On the surface they seemed to be the most mismatched couple imaginable, but love is love, whatever form it takes, and it was obvious that they truly cared about one another.

Recently, however, Matthias had become more reckless, more assertive and more dominant, invading other countries at random, and causing pointless wars just to gain power.

In the end, Lukas couldn't take it. He had given the Dane chance after chance to redeem himself, but Matthias just didn't stop, and one night they had an argument, and things got violent. So the Norwegian left him a month ago, and came to me for a friend to talk to.

It was the middle of the night, when I opened the door to him. He was standing there, a confused, frightened-looking Emil clinging to his arm as if he were a child again, staying close to his big brother for safety. I looked into Lukas' eyes and saw the raw sorrow and pain they contained, and the cut on his cheek, and I knew that the Dane had gone too far.

"C 'mon in."

An hour later, after he put an exhausted Emil to bed, whispering words of comfort to him, Lukas and I sat down in the kitchen and talked.

That night was the only time I have ever seen the Norwegian cry.

I look away from the window and back to the letter in front of me.
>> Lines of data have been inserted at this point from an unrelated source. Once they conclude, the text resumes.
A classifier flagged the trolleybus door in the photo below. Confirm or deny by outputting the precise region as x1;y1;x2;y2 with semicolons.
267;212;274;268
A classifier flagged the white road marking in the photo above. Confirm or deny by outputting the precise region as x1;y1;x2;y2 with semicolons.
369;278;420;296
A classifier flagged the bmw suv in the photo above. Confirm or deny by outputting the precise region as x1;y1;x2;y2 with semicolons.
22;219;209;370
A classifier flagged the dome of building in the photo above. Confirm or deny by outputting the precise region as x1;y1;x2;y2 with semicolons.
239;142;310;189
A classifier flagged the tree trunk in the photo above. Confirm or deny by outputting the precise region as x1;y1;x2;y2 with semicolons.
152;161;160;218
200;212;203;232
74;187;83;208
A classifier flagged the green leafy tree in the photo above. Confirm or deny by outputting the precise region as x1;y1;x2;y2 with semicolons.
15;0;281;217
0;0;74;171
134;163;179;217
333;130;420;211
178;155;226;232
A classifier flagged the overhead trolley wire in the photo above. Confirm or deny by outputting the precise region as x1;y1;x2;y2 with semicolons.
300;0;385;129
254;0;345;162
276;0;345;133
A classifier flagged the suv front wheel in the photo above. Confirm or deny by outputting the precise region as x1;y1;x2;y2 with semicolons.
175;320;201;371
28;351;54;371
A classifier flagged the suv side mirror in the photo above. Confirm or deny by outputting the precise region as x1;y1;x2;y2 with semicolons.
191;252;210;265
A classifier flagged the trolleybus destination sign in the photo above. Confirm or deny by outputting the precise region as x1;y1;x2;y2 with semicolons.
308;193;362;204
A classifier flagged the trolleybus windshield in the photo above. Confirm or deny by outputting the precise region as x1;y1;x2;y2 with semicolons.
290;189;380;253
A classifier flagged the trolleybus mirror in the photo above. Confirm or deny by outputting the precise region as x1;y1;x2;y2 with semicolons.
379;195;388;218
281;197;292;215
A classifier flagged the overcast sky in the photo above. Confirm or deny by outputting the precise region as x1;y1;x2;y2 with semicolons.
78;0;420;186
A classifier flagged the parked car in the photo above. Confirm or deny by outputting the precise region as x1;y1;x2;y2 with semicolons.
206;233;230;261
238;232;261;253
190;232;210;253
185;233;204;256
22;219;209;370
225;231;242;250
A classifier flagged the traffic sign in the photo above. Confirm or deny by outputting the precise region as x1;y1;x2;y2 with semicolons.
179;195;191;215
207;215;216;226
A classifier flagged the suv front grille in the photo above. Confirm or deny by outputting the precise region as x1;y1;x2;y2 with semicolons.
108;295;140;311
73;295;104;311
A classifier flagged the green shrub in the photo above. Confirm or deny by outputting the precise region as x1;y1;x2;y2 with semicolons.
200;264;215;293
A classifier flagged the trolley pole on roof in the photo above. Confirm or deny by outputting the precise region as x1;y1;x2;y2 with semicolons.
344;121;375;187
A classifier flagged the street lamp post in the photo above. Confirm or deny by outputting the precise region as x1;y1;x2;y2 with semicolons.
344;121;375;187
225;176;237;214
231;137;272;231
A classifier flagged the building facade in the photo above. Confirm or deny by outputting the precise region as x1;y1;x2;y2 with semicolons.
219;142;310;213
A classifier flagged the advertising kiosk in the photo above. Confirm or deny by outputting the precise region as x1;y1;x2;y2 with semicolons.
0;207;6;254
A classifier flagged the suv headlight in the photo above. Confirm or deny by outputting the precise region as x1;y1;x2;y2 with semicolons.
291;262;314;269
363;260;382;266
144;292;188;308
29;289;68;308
I smile inwardly at the thought of seeing Tino again, pick it up, put it in my pocket, and leave the room, shutting the door behind me.

**Yeah...the poem at the start wasn't actually meant to be a poem, it just kind of...turned out that way. WARNING this is going to be quite a serious fanfic. I mean, I will put in many cute moments, feareth not, and it will have a happy ending, but the general overtones will be quite serious. I hate it when I start to read a fanfic, and it seems lovely and then it has a sad ending. Those always make me cry.**

**Review?**


	2. Chapter 2

**Aargh, I just realised that a paragraph split itself in two in the last post. Apologies, I didn't notice it.**

I swear, Sunday is taking forever.

Why is it that when you're waiting for something good to happen, it always takes about three times longer than strictly possible to come to you? Insane.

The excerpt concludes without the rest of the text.